Edith Patch

Spiders in her hair and everywhere make Edith Marion Patch the scariest scarecrow in downtown Belfast or at least the most esoteric. 

She’s the Belfast Garden Club’s second scarecrow in recent years and undoubtedly the first entomologist to grace Post Office Square. Last year, BGC’s scarecrow was Catherine Furbish, an American botanist who collected, classified, and illustrated the native flora of Maine.  

Patch was the first woman scientist employed by the University of Maine. Arriving in Orono in 1903 to start the entomology department at the Maine Agricultural Experiment Station, she had to work for a year before the board would approve her salary amid doubts that a woman could do the job. She earned her Master’s degree at the UMaine in 1910 and her doctorate from Cornell University in 1911. She also earned the respect of her scientific colleagues, who elected her president of the Entomological Society of America in 1930.

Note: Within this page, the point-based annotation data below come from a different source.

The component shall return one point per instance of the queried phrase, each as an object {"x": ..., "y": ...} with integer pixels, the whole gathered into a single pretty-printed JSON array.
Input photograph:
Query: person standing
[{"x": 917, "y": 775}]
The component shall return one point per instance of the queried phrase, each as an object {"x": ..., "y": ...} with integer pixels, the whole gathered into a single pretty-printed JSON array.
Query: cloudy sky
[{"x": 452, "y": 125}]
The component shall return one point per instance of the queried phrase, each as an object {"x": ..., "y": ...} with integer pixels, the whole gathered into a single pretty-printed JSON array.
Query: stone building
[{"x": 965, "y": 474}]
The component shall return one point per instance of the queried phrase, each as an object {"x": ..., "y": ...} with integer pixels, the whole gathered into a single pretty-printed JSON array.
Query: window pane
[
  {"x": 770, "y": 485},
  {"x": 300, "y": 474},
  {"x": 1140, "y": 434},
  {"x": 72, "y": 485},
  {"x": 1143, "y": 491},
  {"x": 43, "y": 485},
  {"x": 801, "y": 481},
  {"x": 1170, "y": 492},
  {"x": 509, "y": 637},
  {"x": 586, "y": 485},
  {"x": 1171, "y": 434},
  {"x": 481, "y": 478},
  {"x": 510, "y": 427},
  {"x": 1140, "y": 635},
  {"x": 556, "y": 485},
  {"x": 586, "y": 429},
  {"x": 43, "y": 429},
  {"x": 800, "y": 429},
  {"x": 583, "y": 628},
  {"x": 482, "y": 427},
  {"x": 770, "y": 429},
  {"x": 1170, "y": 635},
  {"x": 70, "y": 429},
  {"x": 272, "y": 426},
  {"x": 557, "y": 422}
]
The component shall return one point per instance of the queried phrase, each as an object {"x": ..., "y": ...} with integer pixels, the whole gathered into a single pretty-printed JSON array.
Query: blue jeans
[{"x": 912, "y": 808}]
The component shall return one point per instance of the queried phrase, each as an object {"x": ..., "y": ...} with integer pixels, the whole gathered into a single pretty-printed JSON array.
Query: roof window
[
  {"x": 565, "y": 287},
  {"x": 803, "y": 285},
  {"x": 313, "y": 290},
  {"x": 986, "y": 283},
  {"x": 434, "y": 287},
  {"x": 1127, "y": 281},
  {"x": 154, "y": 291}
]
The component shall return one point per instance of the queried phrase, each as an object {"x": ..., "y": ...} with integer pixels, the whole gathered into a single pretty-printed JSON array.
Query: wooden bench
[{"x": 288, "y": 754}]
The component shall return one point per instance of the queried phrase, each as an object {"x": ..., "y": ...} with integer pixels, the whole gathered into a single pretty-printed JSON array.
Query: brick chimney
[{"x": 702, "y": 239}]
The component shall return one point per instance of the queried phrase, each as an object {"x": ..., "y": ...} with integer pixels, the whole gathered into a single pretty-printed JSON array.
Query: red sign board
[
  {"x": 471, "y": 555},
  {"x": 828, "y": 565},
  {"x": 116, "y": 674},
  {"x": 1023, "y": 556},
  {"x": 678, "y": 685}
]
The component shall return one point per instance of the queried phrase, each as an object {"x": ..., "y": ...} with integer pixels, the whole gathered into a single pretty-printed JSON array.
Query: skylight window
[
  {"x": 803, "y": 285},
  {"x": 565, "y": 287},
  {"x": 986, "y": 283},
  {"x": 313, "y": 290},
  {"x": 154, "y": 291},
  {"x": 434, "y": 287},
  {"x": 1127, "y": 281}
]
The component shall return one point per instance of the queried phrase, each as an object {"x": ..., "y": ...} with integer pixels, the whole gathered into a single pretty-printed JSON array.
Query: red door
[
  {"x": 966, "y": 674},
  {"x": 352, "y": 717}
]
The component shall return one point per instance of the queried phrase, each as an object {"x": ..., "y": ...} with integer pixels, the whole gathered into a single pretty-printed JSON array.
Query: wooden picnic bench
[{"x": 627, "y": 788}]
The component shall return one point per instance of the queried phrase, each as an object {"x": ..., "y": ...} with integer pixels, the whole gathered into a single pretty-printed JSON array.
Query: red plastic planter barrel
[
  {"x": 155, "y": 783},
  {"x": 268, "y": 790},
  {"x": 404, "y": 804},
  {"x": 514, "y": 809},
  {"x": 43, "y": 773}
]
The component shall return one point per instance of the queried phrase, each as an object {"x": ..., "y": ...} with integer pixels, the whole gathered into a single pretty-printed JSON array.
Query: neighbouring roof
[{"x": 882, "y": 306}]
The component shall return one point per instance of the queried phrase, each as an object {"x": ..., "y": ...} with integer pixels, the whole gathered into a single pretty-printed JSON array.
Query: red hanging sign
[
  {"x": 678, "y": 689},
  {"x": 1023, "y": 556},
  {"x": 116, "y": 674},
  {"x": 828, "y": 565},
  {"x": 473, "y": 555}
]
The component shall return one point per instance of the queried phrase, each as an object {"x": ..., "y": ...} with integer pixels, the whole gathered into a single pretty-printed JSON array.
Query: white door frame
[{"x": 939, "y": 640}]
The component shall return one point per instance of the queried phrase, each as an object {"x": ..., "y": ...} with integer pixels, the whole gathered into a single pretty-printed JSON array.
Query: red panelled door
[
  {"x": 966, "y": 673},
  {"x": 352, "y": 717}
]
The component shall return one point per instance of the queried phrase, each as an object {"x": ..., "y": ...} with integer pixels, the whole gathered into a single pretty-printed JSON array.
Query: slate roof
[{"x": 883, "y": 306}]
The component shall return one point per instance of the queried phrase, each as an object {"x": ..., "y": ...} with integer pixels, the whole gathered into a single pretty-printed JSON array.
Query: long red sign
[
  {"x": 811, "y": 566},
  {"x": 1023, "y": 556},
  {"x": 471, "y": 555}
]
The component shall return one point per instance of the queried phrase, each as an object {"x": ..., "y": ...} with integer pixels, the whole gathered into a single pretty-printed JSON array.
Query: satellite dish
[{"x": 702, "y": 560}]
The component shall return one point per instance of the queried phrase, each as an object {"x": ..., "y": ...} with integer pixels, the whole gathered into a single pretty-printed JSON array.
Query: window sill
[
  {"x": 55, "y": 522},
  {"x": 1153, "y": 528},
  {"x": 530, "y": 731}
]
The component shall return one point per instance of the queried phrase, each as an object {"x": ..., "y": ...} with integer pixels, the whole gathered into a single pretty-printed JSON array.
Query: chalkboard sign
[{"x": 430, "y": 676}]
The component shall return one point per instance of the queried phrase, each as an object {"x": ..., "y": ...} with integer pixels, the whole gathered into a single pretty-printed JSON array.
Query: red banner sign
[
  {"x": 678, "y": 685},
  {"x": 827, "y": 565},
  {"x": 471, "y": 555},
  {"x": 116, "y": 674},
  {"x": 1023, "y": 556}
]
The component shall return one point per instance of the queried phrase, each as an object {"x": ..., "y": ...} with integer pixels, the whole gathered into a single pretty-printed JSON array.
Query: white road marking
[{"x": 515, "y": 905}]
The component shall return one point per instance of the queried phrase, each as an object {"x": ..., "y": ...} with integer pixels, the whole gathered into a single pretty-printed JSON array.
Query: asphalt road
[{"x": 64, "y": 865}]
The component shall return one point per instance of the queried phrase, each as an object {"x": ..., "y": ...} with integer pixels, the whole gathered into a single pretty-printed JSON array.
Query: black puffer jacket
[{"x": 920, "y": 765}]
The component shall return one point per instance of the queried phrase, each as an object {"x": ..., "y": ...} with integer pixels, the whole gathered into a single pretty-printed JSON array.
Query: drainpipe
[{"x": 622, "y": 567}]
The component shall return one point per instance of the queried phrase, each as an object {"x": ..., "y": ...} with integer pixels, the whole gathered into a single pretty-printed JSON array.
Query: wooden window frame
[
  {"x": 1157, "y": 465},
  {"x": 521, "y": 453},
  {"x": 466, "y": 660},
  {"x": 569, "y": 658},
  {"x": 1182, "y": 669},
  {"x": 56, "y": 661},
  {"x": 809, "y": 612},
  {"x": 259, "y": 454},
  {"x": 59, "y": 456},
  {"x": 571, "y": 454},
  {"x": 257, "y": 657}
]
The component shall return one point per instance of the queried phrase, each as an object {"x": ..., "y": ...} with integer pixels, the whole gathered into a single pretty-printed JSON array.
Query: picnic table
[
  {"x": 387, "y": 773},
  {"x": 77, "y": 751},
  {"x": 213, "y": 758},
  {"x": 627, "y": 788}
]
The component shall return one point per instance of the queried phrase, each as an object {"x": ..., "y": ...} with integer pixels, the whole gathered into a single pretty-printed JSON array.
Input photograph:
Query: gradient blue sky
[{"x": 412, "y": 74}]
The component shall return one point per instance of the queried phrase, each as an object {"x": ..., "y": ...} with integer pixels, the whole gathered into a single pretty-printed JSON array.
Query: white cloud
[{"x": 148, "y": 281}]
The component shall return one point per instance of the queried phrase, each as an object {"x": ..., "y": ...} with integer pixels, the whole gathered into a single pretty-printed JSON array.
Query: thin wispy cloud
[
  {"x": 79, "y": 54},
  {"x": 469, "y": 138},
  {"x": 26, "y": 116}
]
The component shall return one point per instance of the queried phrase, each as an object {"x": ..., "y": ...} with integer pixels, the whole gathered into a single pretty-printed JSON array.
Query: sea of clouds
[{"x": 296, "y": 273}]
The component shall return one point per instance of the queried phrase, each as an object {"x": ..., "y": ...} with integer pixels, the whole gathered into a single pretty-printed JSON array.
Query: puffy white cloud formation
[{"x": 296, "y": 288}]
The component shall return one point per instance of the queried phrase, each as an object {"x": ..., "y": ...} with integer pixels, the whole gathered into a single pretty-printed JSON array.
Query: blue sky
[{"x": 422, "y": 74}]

Patch was also an early environmentalist, calling for limited use of chemical pesticides and advocating biological methods of controlling insect pests. Well before Rachel Carson was born, Patch warned that widespread use of pesticides would dangerously diminish beneficial insects and have a devastating impact on songbirds. She predicted a world in which farmers would need to truck in bees to pollinate their crops, and where refuges would need to be established to protect butterflies, birds, and other organisms threatened by human activities.

Her home called Braeside in Old Town, Maine was recently listed on the National Register of Historic Places. The Friends of Dr. Edith Marion Patch are developing an environmental research and education center at Braeside. Preliminary designs for outdoor learning and migratory bird study areas are in the works. Inside the house, there will be a museum and a resource collection for teachers. The barn will become a classroom and bird-banding lab.